Quizá estas palabras —en toda su grandeza— resuenan a algo de “otros tiempos” en los oídos de no pocos cristianos de hoy. Y no dejan de tener razón; porque son palabras nuevas en estos tiempos, en aquellos tiempos, en los tiempos futuros; en todos los tiempos. Son “de otros tiempos”, sencillamente porque son las palabras del Amor Eterno de Dios.
Y a la vez, es la única noticia que nunca perderá actualidad: el único acontecimiento que permanecerá como “la noticia del día”, hasta que lleguen “el cielo nuevo y la tierra nueva”. La única noticia de la que el ser humano, hombre o mujer, nunca llegará a penetrar todo su sentido, la plenitud de su significado.
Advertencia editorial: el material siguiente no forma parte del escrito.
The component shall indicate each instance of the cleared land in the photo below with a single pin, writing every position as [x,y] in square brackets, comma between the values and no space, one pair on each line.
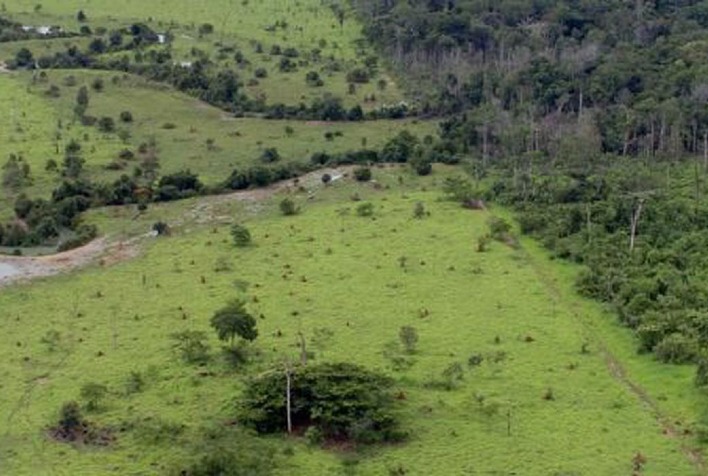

La luz del nacimiento en la tierra del Hijo de Dios hecho hombre, jamás cabe en toda su intensidad, ni en la inteligencia ni en el corazón de ningún hombre. Y de esa luz vivimos.
Herodes le declara la guerra. Tiembla ante los rumores que le llegan cuando los Magos buscan al Señor; y pretende acallar la voz de Dios, en el sueño inútil y estéril del hombre de acallar a Dios, de enterrar el Amor de Dios. El Niño Resucitará. La tumba de los “herodes” que han sido y serán, permanecerá sellada eternamente.
Los pastores se arrodillaron ante el Recién Nacido, lo contemplaron en los brazos de su Madre Santísima; saludaron cariñosamente a José, guardián del Misterio del Nacimiento de Dios; y se alejaron gozosos y contentos, transmitiendo la “única noticia” a todos los que se encontraron en los caminos. Los ángeles no les habían engañado.
«Dios se hace Niño. Dejémonos sorprender, iluminar por la Estrella que inundó de alegría el universo» (Benedicto XVI).
En muchos hogares cristianos, padres, hijos, abuelos reunidos, se cantarán estas entrañables palabras: “Cristianos, venid; Cristianos, llegad; y adorad al Niño, que ha nacido ya”.
Y en toda la tierra se oirá la voz de los ángeles que en el Cielo celebran eternamente el Nacimiento, en un pesebre en Belén, del Hijo de Dios hecho hombre.
“Gloria a Dios en el Cielo; y paz en la tierra a los hombres de buena voluntad”.